Parents inadvertently have a tendency to make comparisons between their children. It’s just a fact of life, especially when children are involved in the same activities. Parents notice if one child seems more talented, is a better sport, or plays with more enthusiasm than her sibling. How could they not? However, they should avoid verbalizing those comparisons, even when they think their kids aren’t paying attention. Kids are already comparing themselves with their siblings every day, so even the slightest mention can solidify insecurities they might be feeling about not being asgood as their brother or sister. Parents should never say words that set one child as the standard, such as, “Someday you’ll be as good a pitcher as your brother,” because it can set unrealistic expectations and foster sibling jealousy.
Parents also hold power over sibling rivalry in the way they act toward each of their children. Treating all activities equally and not giving more weight to one child’s over another’s is key.

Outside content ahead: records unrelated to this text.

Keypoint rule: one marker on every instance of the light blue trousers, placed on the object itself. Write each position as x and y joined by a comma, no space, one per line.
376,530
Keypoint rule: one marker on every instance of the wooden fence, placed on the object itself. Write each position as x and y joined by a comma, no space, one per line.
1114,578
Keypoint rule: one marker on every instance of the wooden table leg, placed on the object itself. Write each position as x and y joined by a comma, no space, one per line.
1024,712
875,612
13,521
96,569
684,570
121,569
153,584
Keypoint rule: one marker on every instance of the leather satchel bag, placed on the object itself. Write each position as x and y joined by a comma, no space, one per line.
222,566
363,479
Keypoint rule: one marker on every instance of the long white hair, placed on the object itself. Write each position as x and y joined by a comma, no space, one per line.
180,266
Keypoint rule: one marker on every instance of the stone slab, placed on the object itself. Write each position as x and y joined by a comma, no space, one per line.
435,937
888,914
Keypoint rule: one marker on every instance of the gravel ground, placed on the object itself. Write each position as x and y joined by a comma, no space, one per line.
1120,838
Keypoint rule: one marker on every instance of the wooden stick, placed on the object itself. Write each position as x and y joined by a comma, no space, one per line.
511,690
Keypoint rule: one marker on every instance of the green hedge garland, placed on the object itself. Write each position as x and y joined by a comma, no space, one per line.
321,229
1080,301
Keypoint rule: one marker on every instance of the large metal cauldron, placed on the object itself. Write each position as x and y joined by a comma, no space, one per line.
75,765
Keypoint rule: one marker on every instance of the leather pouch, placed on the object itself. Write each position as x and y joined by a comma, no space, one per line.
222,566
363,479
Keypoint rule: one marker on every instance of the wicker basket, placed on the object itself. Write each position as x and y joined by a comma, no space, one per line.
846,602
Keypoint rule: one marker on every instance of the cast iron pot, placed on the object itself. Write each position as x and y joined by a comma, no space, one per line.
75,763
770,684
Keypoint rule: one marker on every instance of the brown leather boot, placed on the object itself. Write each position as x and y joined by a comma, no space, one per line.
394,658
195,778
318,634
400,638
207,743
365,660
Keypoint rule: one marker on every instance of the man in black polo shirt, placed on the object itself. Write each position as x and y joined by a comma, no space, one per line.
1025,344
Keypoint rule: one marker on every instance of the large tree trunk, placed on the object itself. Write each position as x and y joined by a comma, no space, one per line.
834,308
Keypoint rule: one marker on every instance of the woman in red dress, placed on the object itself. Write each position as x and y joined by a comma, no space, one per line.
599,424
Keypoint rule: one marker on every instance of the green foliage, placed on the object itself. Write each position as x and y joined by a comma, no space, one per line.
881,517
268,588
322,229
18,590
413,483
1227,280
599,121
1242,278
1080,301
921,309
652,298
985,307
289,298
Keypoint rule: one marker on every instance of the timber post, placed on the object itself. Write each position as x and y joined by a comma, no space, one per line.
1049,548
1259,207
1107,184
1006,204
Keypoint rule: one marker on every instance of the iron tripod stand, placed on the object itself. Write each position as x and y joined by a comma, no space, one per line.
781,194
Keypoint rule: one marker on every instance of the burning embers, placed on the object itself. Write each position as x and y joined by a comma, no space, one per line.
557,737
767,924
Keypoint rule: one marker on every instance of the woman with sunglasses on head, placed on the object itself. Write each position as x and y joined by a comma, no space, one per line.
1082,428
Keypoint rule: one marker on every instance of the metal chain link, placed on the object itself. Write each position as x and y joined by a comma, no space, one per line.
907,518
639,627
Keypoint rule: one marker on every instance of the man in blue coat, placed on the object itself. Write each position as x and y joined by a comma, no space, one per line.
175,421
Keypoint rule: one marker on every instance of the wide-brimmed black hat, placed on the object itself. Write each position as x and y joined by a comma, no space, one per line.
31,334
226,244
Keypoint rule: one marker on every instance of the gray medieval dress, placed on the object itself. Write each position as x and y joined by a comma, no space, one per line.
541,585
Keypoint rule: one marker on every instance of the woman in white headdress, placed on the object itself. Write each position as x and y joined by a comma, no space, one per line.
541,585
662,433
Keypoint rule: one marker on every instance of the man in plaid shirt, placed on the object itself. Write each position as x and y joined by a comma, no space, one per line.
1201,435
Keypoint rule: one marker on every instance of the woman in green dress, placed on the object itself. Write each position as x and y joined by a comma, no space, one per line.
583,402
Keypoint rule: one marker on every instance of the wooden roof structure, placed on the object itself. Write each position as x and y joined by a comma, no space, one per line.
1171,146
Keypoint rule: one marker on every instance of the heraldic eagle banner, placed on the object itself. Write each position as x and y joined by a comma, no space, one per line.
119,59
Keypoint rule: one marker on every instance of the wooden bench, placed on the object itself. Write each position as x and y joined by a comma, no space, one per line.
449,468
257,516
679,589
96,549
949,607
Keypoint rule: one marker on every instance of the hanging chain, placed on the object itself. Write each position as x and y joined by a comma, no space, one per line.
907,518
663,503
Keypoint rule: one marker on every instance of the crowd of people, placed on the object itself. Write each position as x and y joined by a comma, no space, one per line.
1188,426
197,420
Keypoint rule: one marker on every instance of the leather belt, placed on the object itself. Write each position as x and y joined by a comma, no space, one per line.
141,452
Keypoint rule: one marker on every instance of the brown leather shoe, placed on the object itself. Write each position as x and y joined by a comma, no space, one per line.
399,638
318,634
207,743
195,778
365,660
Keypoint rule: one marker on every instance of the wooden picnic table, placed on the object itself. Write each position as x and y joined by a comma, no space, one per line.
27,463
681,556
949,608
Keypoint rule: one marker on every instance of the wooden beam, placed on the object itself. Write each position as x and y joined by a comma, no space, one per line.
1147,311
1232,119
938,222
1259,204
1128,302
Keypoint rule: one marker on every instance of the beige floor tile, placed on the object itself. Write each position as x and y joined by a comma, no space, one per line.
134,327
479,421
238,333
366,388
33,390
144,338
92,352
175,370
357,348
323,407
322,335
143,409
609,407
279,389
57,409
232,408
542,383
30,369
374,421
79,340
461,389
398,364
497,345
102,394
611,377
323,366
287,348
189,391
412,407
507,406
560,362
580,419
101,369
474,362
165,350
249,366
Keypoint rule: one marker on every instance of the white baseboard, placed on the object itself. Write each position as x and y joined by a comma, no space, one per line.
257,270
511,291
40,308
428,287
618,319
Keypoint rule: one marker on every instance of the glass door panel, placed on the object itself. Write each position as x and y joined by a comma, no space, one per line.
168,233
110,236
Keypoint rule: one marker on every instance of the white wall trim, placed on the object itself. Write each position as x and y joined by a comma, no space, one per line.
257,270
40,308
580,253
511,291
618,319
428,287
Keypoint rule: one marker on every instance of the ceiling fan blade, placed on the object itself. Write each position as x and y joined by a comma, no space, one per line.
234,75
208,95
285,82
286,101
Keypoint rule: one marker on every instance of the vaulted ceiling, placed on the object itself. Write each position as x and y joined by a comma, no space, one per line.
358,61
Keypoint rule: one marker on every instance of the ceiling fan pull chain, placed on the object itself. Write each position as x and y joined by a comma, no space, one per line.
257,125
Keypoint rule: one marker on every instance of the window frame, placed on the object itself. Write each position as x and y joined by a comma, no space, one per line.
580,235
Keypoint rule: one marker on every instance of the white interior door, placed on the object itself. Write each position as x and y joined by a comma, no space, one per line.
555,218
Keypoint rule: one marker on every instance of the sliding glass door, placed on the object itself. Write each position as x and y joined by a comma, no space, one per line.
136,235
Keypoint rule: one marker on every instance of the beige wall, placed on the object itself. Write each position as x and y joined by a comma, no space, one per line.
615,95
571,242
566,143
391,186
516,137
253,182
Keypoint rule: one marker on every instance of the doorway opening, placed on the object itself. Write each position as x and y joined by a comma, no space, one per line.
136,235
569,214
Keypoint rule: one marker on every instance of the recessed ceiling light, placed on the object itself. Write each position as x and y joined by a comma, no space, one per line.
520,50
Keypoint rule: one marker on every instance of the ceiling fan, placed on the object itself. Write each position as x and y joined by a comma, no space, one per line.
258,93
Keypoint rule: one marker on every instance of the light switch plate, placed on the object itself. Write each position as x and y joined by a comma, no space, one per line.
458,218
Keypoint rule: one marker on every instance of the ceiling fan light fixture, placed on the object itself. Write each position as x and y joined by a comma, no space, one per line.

Make it a point to attend as many events as possible, and take turns attending games if they are held at the same time. Encourage both children equally, and offer the same amount of time helping each with his or her activities. Even though one might be more competitive and athletic than the other, it’s important to allow the other child to enjoy the sport as well if they so choose. And do your best to spend the same amount of money (as far as the children can tell) on each of your kids’ activities.
And last but not least in the fight against sibling rivalry is to never allow others to compare your children either. For example, if one child is better at baseball, don’t allow family and friends to only come see the better child play. Have a strict “no labeling” policy amongst your family and friends to prevent anyone else from using labels to pigeonhole your children into roles that he or she may not want to be in.
Always remember that your children have unique personalities and abilities. Encourage their individual talents, and show them through actions, as well as words, that you think of them as equals, no matter what their skill level.